In AI training, we could punish systems strongly for deception to make it strongly disfavoured. Are you saying that deception in training is a 1% chance or a 99% chance? What is the argument for either number?
By default, for sufficiently misaligned smart agents that can think about their operators, more like a 99% chance. The argument for this as a default is 23 (“you can’t bring the coffee if you’re dead”).
If you’re a paperclip maximizer and your operator is a staple maximizer, then you have a strong incentive to find ways to reduce your operator’s influence over the future and increase your own influence, so that there are more paperclips in the future and fewer staples.
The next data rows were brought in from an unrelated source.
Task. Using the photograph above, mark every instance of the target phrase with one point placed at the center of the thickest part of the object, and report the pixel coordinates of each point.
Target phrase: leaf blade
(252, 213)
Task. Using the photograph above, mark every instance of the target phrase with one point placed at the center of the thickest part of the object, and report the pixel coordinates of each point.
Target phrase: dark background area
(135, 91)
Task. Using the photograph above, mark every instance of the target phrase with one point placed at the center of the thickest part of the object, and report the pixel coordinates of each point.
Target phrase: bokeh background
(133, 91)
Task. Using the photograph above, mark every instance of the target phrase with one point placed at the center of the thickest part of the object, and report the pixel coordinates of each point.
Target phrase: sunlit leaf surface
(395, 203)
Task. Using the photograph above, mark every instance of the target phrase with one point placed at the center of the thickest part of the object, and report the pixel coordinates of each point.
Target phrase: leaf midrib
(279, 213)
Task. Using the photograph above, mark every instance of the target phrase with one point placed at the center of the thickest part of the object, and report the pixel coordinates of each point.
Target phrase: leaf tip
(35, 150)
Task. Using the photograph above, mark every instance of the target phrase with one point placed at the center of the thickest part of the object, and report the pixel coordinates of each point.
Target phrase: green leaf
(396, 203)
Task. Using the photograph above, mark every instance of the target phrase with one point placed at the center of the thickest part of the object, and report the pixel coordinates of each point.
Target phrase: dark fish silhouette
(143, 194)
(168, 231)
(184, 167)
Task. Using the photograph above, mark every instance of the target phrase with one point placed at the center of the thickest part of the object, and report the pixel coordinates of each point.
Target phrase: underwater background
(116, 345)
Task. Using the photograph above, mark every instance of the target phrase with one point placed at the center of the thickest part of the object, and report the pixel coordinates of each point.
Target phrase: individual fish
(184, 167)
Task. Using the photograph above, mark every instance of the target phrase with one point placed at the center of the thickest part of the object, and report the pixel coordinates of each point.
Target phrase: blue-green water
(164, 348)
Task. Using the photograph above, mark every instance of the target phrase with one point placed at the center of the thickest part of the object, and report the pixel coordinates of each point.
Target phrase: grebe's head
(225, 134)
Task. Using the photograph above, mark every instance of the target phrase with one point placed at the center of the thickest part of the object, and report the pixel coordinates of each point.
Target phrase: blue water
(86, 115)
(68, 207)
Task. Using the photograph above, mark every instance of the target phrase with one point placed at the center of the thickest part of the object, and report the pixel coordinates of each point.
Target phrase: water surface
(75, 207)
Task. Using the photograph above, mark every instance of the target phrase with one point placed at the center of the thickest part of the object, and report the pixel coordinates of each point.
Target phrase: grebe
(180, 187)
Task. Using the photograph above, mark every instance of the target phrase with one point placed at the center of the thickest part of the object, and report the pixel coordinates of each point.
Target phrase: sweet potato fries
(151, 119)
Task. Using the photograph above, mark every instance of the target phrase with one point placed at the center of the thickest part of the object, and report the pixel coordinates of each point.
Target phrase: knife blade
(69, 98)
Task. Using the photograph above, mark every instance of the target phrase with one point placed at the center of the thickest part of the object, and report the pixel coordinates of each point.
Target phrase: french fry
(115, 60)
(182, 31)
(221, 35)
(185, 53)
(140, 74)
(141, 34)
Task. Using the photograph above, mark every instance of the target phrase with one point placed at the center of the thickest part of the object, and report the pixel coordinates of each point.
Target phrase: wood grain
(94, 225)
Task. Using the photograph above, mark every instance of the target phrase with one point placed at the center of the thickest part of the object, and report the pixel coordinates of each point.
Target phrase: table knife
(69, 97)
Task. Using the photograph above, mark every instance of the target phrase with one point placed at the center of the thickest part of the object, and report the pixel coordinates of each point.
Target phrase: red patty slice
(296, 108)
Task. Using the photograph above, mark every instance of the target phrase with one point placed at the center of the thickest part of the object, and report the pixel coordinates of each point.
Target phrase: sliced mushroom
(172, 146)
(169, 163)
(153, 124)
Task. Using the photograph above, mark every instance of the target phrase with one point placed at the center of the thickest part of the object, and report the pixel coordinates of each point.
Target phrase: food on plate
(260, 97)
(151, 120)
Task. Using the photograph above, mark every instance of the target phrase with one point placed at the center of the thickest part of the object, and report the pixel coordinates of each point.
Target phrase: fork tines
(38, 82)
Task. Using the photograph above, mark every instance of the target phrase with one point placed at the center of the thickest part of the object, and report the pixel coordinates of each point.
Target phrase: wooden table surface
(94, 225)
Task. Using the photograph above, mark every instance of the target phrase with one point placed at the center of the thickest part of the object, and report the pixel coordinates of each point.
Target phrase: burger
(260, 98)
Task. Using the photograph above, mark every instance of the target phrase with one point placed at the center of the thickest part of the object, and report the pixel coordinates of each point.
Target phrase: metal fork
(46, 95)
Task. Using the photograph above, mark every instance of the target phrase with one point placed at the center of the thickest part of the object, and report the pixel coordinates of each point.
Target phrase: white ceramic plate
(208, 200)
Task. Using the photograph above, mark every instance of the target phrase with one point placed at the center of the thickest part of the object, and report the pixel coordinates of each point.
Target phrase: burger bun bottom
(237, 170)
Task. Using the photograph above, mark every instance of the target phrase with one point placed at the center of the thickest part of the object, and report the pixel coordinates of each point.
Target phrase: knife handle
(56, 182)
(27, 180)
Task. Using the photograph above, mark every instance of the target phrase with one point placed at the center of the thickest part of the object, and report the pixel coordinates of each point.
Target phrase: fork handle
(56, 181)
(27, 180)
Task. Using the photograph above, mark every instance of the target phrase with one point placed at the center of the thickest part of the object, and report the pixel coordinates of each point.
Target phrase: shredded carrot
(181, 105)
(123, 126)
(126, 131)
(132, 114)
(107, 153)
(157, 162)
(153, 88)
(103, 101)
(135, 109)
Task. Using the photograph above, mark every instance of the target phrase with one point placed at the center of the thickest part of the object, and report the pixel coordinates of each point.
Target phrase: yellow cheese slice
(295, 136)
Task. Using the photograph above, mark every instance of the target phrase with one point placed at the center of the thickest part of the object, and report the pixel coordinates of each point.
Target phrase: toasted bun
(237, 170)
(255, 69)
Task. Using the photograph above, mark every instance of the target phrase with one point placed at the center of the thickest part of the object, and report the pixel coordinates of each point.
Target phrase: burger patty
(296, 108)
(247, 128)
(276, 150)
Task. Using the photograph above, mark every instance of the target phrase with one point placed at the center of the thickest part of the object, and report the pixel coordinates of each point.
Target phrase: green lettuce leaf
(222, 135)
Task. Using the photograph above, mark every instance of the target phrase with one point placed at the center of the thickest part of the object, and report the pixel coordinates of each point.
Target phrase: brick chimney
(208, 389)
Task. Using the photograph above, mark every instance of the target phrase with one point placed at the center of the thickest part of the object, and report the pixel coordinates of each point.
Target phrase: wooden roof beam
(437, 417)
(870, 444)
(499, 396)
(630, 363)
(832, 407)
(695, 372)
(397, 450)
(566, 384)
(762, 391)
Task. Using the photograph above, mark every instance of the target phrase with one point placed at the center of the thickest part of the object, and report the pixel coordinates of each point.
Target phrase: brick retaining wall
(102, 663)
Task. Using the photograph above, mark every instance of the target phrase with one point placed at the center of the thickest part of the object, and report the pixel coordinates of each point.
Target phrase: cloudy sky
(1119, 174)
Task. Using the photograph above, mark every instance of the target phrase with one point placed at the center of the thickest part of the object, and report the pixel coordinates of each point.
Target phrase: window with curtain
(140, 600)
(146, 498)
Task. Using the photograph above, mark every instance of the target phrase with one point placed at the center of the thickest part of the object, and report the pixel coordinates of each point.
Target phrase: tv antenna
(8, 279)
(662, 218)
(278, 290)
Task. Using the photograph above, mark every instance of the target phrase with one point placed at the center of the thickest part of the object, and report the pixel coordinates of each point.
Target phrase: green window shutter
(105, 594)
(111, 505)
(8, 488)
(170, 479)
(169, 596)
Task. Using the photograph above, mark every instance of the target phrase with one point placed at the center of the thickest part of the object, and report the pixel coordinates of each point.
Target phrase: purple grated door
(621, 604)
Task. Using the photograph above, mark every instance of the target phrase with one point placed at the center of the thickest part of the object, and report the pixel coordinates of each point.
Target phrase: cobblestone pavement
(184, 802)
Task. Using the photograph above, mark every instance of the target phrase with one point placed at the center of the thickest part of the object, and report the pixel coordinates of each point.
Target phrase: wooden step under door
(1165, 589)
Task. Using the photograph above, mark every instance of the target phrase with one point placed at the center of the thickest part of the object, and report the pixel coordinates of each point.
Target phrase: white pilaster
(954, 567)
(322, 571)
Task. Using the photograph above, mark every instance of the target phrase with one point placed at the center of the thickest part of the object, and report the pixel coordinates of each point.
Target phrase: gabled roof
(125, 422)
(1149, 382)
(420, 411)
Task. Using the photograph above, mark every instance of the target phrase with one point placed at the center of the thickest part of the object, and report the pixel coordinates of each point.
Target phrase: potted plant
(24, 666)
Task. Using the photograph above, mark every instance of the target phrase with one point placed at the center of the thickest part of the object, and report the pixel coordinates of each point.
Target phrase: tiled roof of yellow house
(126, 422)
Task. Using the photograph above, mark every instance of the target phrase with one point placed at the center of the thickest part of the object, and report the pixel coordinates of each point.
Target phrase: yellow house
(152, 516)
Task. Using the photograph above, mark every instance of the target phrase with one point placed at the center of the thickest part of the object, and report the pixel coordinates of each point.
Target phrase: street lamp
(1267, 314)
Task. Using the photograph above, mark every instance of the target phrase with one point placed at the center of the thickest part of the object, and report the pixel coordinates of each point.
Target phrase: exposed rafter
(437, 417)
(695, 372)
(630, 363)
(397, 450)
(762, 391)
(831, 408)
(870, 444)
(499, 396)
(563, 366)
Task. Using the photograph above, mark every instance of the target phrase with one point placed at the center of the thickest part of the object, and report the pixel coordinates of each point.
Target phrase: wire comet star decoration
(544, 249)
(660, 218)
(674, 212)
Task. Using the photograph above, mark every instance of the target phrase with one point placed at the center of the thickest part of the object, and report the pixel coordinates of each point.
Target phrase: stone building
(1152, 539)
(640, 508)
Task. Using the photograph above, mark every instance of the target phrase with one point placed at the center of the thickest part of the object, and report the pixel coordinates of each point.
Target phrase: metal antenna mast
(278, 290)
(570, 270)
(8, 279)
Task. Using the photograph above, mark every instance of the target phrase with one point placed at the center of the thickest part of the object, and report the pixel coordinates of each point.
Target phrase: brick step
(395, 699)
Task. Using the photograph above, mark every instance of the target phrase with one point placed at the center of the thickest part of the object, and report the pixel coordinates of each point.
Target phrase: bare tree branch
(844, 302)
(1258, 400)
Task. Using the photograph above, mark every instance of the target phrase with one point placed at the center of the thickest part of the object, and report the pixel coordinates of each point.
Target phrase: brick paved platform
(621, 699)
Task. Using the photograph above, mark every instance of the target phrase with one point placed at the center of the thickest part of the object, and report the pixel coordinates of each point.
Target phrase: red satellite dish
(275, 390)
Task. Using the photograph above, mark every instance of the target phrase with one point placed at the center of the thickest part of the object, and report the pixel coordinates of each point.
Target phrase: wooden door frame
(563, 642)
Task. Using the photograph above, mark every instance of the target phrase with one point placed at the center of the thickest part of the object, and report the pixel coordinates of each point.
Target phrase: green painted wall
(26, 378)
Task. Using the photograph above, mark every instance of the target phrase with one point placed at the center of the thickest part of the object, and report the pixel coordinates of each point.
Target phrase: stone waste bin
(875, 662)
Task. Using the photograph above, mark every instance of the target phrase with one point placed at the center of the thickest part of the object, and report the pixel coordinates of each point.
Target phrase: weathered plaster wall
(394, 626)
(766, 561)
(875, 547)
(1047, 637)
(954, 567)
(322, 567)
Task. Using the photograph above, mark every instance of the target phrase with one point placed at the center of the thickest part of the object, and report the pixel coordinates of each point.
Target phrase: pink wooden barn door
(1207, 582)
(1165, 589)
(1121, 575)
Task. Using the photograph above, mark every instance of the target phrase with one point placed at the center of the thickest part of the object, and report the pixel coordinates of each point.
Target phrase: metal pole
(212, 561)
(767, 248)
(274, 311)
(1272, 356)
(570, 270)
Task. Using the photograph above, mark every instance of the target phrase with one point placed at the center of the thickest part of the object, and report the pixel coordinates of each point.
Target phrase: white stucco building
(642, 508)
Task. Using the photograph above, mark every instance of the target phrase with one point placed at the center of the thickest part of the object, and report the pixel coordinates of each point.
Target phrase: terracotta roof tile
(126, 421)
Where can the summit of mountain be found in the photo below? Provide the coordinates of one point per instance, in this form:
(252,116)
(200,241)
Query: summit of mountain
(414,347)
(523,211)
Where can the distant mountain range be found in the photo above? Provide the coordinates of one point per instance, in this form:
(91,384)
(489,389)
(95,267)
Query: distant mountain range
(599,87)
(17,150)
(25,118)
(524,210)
“Intervene on the part of the world that is my operator’s beliefs, in ways that increase my influence” is a special case of “intervening on the world in general, in ways that increase my influence”. We shouldn’t generally expect it to be easy to get an AGI to specifically carve out an exception for the former, while freely doing the latter—because “my operator’s brain” is not a simple, crisp, easy-to-formally-specify idea, but also because we don’t know how to robustly point AGI goals at specific ideas even when they are simple, crisp, and easy to formally specify.
See also 8:
“The best and easiest-found-by-optimization algorithms for solving problems we want an AI to solve, readily generalize to problems we’d rather the AI not solve; you can’t build a system that only has the capability to drive red cars and not blue cars, because all red-car-driving algorithms generalize to the capability to drive blue cars.”
You can try to train the system to dislike deception, but this is triply difficult to do because:
it’s hard to train robust goals at all;
it should be even harder to robustly train complex, value-laden goals that we have a fuzzy sense of but don’t know how to crisply define; and most importantly
we’re actively pushing against the default incentives most possible systems have.
The latter point is discussed more in 24.2:
“The second thing looks unworkable (less so than CEV, but still lethally unworkable) because corrigibility runs actively counter to instrumentally convergent behaviors within a core of general intelligence (the capability that generalizes far out of its original distribution). You’re not trying to make it have an opinion on something the core was previously neutral on. You’re trying to take a system implicitly trained on lots of arithmetic problems until its machinery started to reflect the common coherent core of arithmetic, and get it to say that as a special case 222 + 222 = 555. You can maybe train something to do this in a particular training distribution, but it’s incredibly likely to break when you present it with new math problems far outside that training distribution, on a system which successfully generalizes capabilities that far at all.”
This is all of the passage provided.